Answer:
The transformation that map line RS to line R"S" is " rotation of 180° about the origin, followed by a translation (x, y) → (x + 1, y + 1)" ⇒ B
Step-by-step explanation:
Let us revise some transformation
- If the point (x, y) rotated about the origin by angle 180° counterclockwise, then its image is (-x, -y) ⇒ R(180, O) (x, y) → (-x, -y)
- If the point (x, y) translated horizontally to the right by h units then its image is (x + h, y) ⇒ T (x, y) → (x + h, y)
- If the point (x, y) translated vertically up by k units then its image is (x, y + k) ⇒ T (x, y) → (x, y + k)
∵ The coordinates of the point R = (-2, 4)

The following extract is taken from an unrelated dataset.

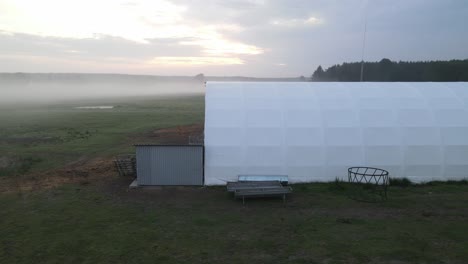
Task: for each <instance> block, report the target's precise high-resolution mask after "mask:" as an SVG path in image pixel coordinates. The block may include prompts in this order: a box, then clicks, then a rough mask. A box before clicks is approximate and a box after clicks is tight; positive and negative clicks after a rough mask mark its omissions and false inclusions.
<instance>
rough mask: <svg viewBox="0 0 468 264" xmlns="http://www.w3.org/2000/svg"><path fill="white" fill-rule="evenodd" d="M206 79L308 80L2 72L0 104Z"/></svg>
mask: <svg viewBox="0 0 468 264" xmlns="http://www.w3.org/2000/svg"><path fill="white" fill-rule="evenodd" d="M205 81H260V82H262V81H273V82H278V81H280V82H298V81H306V79H305V78H304V77H302V76H301V77H291V78H254V77H242V76H232V77H213V76H204V75H203V74H199V75H197V76H154V75H127V74H82V73H0V104H16V103H49V102H58V101H64V100H66V101H69V100H76V99H78V100H80V99H100V98H115V97H141V96H158V95H185V94H202V93H204V92H205Z"/></svg>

∵ The coordinates of point R" = (3, -3)
→ Both coordinates in R" have opposite signs then R
∴ R rotated 180° about the origin ⇒ using the 1st rule above
∴ R' = (2, -4)
→ Find the difference between the x-coordinate of R" and x-coordinate
of R'
∵ xR" - xR' = 3 - 2 = 1
→ By using the 2nd rule above
∴ R' translated 1 unit to the right
→ Find the difference between the y-coordinate of R" and y-coordinate
of R'
∵ yR" - yR' = -3 - (-4) = -3 + 4 = 1
→ By using the 3rd rule above
∴ R' translated 1 unit up
∴ The rule of translation is T(x, y) ⇒ (x + 1, y + 1)
Let us use these 2 rules on S to find S"
∵ The coordinates of the point S = (-4, -1)
∵ S is rotated 180° around the origin
→ By using the 1st rule above, opposite the signs of its coordinates
∴ S' = (4, 1)
∵ S' translated 1 unit right
→ By using the 2nd rule above, add its x-coordinate by 1
∵ S' translated 1 unit up
→ By using the 3rd rule above, add its y-coordinate by 1
∴ S" = (4 + 1, 1 + 1)
∴ S" = (5,2)
→ That means the rules of transformation of point R is right
The transformation that map line RS to line R"S" is " rotation of 180° about the origin, followed by a translation (x, y) → (x + 1, y + 1)"